As tensões entre a Polónia, a Lituânia, a Letónia e a Bielorrússia em relação aos refugiados, a atitude agressiva da NATO em toda a região, o envolvimento e as manobras das principais potências mundiais, a UE, os EUA e a Rússia criaram um cocktail explosivo e um cenário muito perigoso na Europa Oriental.

Os refugiados, que fogem de países devastados pela guerra como o Iraque, a Síria, o Iémen, o Afeganistão ou de vários países africanos, são usados como peças de xadrez pelas mesmas potências imperialistas responsáveis por causar o caos e as atrocidades de que escapam.

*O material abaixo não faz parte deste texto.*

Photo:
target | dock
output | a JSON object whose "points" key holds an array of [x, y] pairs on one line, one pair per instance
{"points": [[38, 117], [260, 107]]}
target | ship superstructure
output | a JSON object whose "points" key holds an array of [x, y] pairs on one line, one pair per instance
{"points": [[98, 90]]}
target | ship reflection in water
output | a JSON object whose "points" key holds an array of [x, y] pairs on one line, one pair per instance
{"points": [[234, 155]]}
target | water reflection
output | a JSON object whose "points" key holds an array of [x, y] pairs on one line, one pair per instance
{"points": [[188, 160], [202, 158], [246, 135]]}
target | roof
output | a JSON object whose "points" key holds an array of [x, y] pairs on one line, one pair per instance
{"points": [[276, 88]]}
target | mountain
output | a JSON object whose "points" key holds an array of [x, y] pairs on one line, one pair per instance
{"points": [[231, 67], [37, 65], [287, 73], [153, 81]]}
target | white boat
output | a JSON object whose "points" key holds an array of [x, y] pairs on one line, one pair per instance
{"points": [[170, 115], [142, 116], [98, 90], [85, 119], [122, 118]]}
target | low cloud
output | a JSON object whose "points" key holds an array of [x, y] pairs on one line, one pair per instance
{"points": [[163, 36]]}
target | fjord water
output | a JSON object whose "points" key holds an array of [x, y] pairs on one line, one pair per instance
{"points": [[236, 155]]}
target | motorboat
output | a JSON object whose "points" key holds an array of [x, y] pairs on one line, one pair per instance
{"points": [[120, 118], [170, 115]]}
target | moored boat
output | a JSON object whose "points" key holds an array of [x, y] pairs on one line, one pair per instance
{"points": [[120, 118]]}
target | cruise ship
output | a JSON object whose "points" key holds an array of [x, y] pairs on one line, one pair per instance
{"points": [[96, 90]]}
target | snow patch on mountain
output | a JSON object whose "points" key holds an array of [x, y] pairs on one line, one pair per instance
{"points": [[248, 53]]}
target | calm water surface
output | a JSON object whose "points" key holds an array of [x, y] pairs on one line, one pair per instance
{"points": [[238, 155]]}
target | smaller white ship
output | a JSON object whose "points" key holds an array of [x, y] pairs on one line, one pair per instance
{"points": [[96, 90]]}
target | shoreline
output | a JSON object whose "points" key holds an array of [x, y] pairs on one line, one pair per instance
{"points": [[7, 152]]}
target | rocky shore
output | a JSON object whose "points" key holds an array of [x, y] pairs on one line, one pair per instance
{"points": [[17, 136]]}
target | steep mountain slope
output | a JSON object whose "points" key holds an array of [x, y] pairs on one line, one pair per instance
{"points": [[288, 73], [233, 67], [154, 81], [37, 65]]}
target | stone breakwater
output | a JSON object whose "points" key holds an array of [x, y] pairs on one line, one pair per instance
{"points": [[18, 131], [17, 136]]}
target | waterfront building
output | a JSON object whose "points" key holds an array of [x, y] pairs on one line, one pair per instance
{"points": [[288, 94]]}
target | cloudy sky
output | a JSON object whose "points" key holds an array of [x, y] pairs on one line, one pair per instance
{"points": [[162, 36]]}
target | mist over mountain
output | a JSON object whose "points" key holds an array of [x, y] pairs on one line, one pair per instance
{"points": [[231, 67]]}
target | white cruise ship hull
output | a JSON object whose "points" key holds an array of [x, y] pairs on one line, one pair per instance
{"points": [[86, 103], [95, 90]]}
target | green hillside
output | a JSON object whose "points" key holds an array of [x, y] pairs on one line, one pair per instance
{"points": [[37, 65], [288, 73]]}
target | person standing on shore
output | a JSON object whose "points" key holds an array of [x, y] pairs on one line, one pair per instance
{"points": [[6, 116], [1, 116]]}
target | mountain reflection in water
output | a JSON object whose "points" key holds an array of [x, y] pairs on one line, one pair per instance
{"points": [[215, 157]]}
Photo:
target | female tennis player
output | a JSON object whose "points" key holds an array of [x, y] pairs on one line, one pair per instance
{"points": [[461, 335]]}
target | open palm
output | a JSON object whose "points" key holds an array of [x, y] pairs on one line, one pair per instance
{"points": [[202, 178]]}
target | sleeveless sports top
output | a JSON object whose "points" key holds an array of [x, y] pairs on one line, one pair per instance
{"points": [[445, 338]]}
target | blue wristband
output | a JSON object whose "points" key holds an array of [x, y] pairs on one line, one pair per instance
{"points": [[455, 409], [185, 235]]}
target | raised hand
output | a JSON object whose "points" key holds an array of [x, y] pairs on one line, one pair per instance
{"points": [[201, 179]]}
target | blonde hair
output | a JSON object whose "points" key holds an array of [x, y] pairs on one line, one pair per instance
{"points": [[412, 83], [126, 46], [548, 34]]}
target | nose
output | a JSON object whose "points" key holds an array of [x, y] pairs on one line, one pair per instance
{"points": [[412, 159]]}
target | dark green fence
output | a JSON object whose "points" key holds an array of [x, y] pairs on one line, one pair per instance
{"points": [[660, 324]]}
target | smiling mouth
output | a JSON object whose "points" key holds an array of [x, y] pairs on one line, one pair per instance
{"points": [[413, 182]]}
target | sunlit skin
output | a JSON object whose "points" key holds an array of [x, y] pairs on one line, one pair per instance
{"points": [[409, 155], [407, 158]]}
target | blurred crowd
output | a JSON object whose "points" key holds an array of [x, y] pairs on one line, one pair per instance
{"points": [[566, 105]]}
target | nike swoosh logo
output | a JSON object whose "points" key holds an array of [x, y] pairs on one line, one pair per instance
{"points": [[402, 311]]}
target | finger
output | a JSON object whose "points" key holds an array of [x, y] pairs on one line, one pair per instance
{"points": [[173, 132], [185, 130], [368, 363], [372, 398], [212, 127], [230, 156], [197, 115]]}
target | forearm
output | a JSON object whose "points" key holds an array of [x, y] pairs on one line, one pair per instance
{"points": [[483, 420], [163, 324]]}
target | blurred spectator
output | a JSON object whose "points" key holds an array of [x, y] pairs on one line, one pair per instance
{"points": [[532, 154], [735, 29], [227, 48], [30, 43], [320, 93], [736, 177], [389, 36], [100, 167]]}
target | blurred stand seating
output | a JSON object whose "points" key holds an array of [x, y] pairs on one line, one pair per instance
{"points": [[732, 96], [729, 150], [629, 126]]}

Desde o final do verão, milhares de pessoas entraram na Lituânia, na Letónia e na Polónia na esperança de atravessar fronteiras e chegar a países como a Alemanha. Aproveitaram as facilidades dadas pelo regime bielorrusso que permitiram a aterragem na capital Minsk de aviões com pessoas desses países e o livre-trânsito para as fronteiras.

Neste contexto, o Alto Representante da União Europeia para a Política Externa e de Segurança, o socialista Josep Borrell, não hesitou, ao mais puro estilo de Trump, em descrever os refugiados como uma ameaça, salientando que "a Europa está em perigo e os europeus nem sempre estão cientes disso"1. Qual é a diferença entre estas palavras e os discursos das formações europeias de extrema-direita e neofascistas? Nenhuma!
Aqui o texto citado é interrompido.